A third of the way through Jen­nifer Egan’s new novel, Man­hat­tan Beach, a young wo­man named Anna Ker­ri­gan en­lists Dex­ter Styles, a charis­matic night­club owner and rack­e­teer, to drive her and her se­verely dis­abled sis­ter, Ly­dia, to the seashore at the edge of Brook­lyn. Ly­dia, who can­not walk or feed her­self, and who rarely leaves her fam­ily’s cramped apart­ment, has never seen the ocean, and Anna al­lows her­self to hope that the ex­pe­ri­ence might ar­rest her sis­ter’s de­cline and jolt her out of her grow­ing de­tach­ment from the lov­ing do­mes­tic life around her. Dex­ter’s pala­tial house abuts a pri­vate beach, and he and Anna carry Ly­dia, swad­dled in an im­ported blan­ket from his linen closet and propped up in a spe­cially de­signed chair, to the edge of the wa­ter. It’s 1942, and in the dis­tance a pas­sen­ger ship sails by, pre­sum­ably trans­port­ing troops to Europe.

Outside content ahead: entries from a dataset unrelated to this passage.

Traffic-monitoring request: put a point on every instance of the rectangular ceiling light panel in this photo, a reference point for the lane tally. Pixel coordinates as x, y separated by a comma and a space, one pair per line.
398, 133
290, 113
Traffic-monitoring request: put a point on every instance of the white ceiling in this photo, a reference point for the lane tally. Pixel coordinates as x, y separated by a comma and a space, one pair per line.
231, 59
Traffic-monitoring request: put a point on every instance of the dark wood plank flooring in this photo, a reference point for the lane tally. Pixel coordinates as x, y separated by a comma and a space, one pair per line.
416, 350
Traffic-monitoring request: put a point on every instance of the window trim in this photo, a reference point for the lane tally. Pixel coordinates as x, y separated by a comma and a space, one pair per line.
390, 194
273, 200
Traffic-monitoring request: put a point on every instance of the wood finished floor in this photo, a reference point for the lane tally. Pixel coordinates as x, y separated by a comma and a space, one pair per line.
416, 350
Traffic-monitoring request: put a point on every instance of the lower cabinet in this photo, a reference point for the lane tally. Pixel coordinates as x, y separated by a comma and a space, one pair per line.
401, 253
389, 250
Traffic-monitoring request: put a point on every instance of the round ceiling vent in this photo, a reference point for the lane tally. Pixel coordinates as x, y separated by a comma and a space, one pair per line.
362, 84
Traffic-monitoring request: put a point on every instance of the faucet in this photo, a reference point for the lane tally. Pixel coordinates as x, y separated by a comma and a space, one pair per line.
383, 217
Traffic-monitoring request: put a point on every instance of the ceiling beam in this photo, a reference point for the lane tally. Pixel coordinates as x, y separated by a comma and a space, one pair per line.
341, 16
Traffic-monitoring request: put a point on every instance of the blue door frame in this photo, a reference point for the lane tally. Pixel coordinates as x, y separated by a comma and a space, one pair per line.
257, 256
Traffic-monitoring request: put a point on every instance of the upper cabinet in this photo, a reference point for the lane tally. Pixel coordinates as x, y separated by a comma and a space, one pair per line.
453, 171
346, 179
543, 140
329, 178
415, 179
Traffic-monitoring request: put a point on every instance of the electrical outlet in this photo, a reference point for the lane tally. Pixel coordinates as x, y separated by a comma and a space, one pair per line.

Dex­ter owns sev­eral pop­u­lar clubs and il­le­gal casi­nos around New York City. As he and Anna chat about his prof­itable in­volve­ment in the war ef­fort—“keep­ing the brass amused and eas­ing the pain of ra­tioning”—Ly­dia’s eyes blink open, and she be­gins to bab­ble. “The change in the crip­pled girl was ex­tra­or­di­nary. He’d found her sprawled un­con­scious, as if she’d been dropped from a height, but now she sat up in­de­pen­dently, hold­ing her head away from the stand.” Ly­dia’s awak­en­ing is so af­fect­ing that only later do we re­al­ize what a chal­lenge it must have been for the writer to make it not only dra­matic but plau­si­ble and per­sua­sive.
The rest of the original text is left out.